The expendables de Sylvester Stallone : bienvenue au Racaillethon

Expendables : unité spécialeIl est permis, à l’heure où les débats sur l’âge du départ à la retraite font rage en France, de saluer la sortie de The expendables de Sylvester Stallone, qui rassemble tout ce que le cinéma d’action hollywoodien a compté de star depuis trente ans, comme des pistes offertes pour la reconversion des seniors : tabassage des hommes qui battent leurs femmes, exécution des kidnappeurs du Golfe d’Aden, décapitation de militaires d’une narcodictature du Golfe du Mexique, etc.

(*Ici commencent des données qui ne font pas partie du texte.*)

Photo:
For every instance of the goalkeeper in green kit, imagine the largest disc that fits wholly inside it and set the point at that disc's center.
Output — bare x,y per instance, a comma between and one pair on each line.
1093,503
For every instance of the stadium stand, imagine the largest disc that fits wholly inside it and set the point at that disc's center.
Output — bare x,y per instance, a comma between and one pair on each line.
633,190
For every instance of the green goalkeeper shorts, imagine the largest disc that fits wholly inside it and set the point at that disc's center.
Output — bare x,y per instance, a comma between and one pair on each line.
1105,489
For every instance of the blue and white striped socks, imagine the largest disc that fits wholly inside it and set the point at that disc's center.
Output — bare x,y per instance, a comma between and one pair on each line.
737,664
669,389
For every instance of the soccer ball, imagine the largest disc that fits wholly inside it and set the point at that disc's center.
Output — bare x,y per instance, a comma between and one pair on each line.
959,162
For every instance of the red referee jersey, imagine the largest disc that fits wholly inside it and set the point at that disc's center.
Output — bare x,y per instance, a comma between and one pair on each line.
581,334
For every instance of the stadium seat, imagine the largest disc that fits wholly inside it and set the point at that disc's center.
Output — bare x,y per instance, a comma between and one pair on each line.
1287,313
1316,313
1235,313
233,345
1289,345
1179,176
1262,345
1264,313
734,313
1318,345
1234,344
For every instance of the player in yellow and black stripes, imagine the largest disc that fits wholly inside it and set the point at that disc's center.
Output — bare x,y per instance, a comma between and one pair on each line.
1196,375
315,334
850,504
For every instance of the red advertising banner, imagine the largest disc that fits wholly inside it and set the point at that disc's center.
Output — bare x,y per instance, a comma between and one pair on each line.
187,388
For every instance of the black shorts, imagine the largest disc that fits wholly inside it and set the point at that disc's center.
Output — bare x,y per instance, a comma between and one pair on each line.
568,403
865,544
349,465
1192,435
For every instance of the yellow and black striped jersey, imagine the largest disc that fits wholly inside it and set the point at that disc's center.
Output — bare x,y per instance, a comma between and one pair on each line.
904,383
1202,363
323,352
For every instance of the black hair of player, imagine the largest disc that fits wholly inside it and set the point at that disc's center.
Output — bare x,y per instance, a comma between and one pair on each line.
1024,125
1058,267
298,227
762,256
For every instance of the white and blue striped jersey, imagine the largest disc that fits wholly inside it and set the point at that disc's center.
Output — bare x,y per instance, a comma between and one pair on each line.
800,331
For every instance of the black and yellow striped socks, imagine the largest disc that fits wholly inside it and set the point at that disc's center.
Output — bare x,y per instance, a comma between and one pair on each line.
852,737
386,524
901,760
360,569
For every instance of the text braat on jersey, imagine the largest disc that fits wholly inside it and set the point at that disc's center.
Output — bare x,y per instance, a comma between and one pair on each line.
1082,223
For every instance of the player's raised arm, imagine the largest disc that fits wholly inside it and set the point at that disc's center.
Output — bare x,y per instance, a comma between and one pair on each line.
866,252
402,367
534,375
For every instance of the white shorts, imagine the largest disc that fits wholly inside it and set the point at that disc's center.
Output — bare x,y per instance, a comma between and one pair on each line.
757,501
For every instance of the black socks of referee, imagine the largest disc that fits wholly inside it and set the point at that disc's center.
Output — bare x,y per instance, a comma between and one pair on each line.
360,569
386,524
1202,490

Stallone est émouvant lorsqu’il est vulnérable, vétéran du Vietnam rejeté par les siens qui ne veulent plus entendre parler de la sale guerre dans Rambo, policier corrompu et sourd d’une oreille dans l’étonnant Copland, mercenaire se sacrifiant pour des humanitaires qui n’acceptent pas d’avoir besoin de lui dans John Rambo, etc.

Il a choisi une voie médiane pour The expendables, en venant en aide à une pauvre guerillera d’une narcodictature opposée à son père de militaire allié à un ancien de la CIA pour exploiter les paysans afin de produire de la cocaïne. Le film vaut surtout pour le parcours de ses proches : Mickey Rourke minable de ne pas avoir été capable de sauver une femme suicidaire en Bosnie, Schwarzy sorti quelques heures de sa Californie surendettée pour refuser la missiondu film car comme dit Sly il “veut être président”, Jason Statham donnant des fessées aux hommes violents et des leçons aux femmes qui posent trop de questions.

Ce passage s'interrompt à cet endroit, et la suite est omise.